Crosses, Angels, Adam, Lilith, the Lance of Longinus, and the Tree of Life are used less as formal theology and more as symbolic, visual, and mythic material.

The series also reflects Hideaki Anno’s own creative and emotional struggles.

Many staff members and critics have noted that the characters seem to contain fragments of Anno’s personality and anxieties.

The project emerged after Gainax’s planned film Aoki Uru was suspended due to financial problems.

Hideaki Anno then moved toward creating an original television anime, eventually developing Evangelion with producer Toshimichi Otsuki.

Early versions of the concept were different from the final series.

The protagonist was initially considered as a girl, and the number and role of the Angels changed during development.

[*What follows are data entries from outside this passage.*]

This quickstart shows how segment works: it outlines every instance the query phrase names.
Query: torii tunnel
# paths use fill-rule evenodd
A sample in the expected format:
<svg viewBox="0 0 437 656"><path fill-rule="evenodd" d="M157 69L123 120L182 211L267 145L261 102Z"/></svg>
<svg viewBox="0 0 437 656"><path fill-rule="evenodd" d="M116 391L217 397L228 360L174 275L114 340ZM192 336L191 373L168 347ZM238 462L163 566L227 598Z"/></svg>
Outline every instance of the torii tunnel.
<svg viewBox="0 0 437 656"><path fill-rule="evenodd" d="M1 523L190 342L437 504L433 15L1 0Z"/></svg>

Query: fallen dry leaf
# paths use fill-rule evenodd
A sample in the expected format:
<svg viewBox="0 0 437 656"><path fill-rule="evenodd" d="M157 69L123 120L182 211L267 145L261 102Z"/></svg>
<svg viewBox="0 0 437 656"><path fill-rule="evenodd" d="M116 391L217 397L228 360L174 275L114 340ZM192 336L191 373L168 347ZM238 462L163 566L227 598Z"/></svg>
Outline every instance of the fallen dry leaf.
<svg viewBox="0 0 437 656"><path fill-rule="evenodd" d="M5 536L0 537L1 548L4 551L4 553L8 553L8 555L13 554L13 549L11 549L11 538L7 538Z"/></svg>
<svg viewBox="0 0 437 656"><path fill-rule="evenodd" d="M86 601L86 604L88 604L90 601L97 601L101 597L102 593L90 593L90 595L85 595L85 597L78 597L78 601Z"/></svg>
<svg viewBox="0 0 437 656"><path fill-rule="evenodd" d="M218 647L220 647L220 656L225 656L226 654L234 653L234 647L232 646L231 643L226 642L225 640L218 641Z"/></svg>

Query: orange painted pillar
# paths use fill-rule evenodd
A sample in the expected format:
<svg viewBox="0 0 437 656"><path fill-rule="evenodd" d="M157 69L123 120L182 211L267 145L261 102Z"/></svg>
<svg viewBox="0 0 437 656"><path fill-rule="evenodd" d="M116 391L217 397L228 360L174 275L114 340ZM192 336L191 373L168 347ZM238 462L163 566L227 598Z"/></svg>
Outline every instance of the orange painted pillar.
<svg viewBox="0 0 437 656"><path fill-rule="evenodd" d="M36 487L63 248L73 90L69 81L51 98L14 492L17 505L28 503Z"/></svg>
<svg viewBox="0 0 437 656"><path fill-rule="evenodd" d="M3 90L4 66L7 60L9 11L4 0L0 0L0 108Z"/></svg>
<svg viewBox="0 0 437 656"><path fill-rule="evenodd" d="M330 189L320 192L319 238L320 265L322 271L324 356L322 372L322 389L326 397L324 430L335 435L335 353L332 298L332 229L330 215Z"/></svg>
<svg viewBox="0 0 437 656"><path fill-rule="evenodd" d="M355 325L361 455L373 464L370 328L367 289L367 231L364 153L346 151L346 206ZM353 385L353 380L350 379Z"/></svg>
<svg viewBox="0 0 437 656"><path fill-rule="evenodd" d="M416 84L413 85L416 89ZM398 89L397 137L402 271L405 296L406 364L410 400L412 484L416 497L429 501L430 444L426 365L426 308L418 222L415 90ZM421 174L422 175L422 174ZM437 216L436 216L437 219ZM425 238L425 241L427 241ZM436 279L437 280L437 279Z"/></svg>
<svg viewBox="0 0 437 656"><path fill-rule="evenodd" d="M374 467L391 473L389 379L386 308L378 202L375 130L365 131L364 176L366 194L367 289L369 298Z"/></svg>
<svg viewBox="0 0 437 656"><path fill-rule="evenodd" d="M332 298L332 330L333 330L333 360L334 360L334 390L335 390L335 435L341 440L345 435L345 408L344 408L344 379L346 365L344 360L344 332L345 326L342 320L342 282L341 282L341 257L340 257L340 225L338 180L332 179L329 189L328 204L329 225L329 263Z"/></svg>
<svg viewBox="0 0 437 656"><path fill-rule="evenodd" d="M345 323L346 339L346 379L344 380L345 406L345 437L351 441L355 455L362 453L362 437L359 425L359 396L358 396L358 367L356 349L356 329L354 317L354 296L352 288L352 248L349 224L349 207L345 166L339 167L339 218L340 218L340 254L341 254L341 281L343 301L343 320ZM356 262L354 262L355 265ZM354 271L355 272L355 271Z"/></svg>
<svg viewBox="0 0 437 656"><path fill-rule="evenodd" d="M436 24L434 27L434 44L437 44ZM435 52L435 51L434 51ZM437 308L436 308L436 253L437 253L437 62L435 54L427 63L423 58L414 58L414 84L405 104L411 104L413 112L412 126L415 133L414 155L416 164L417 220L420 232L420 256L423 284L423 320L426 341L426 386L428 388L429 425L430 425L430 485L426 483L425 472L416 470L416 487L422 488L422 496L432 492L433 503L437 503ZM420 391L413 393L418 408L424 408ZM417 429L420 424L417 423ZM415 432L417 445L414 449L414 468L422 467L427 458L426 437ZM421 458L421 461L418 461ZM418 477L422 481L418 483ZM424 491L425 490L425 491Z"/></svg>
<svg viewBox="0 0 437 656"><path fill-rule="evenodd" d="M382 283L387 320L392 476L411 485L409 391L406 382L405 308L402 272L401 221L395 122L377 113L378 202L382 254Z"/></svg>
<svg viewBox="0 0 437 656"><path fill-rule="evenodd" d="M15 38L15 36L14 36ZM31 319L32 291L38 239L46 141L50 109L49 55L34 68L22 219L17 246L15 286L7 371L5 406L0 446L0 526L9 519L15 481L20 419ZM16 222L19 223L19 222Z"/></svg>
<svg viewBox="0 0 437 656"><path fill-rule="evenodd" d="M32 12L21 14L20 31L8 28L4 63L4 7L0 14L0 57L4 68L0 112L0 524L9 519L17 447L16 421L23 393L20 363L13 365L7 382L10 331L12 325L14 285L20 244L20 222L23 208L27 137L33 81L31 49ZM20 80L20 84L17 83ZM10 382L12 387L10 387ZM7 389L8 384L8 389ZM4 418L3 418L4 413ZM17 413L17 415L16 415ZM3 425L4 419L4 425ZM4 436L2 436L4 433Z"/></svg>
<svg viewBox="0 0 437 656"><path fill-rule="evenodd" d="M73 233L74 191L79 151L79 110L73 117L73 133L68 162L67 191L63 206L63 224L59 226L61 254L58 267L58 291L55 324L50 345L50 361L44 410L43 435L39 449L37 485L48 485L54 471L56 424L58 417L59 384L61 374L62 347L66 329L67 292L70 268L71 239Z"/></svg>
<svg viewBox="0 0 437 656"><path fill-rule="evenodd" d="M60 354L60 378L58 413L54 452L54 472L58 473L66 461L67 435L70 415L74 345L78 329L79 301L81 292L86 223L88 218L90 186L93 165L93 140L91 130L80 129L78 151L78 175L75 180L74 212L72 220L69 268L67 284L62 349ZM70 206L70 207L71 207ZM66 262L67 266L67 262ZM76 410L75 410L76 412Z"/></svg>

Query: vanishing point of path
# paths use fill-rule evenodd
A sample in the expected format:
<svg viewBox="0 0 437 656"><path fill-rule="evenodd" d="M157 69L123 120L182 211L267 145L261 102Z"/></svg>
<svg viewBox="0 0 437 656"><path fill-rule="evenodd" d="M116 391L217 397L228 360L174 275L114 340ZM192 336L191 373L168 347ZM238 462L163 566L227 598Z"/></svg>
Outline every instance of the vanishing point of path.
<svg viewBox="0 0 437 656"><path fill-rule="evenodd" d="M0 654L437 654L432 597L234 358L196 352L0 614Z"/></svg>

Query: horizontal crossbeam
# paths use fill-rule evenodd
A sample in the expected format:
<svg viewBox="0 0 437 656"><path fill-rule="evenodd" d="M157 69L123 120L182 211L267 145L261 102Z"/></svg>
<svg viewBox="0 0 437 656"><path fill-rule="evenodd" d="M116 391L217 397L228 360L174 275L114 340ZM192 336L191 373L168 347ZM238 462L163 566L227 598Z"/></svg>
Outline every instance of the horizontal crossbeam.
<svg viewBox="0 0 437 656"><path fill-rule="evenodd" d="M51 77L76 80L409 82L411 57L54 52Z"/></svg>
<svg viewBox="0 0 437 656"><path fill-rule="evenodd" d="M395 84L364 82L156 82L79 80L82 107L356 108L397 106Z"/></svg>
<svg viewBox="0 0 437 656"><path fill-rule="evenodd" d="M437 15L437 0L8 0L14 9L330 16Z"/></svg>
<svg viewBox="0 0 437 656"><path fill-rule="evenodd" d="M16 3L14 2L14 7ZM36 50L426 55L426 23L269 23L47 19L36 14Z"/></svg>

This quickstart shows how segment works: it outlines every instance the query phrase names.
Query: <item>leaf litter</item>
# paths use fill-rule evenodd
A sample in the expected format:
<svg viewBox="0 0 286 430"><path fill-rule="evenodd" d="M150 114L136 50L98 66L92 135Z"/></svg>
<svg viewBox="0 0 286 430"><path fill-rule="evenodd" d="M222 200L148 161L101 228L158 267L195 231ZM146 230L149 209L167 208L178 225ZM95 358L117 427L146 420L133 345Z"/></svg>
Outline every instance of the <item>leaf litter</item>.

The title evolved from ideas such as “Artificial Human Evangelion.”

The word “Evangelion” was chosen partly because its sound felt strong and memorable.

The production team drew on many influences.

These included Mobile Suit Gundam, Space Battleship Yamato, Devilman, Mazinger Z, Ultraman, tokusatsu staging, psychological literature, and science-fiction novels.

Anno’s earlier work on Nadia: The Secret of Blue Water also left traces.

Some early ideas even suggested a connection between Nadia and Evangelion, although this was not used in the finished setting.

The production schedule became extremely difficult.

By the time the series was airing, later episodes were still being completed under intense pressure.

This pressure contributed to the experimental style of the final episodes.

Still, staff members have also stated that the ending was not merely a collapse caused by lack of time.

It was also a deliberate attempt to push television animation into a more personal and abstract form.

Hideaki Anno served as creator, chief writer, and director.

Yoshiyuki Sadamoto designed the characters, while Ikuto Yamashita and Anno handled mechanical design.

Shiro Sagisu composed the music.

His score ranges from tense military rhythms to jazz, choral grandeur, and melancholy character themes.

The main voice cast included Megumi Ogata as Ikari Shinji, Megumi Hayashibara as Rei Ayanami, Yuuko Miyamura as Asuka Langley Soryu, and Kotono Mitsuishi as Misato Katsuragi.

Other major cast members included Yuriko Yamaguchi as Ritsuko Akagi, Fumihiko Tachiki as Gendo Ikari, Akira Ishida as Kaworu Nagisa, Motomu Kiyokawa as Kozo Fuyutsuki, and Kouichi Yamadera as Ryoji Kaji.

The opening theme, “A Cruel Angel’s Thesis,” was performed by Yoko Takahashi.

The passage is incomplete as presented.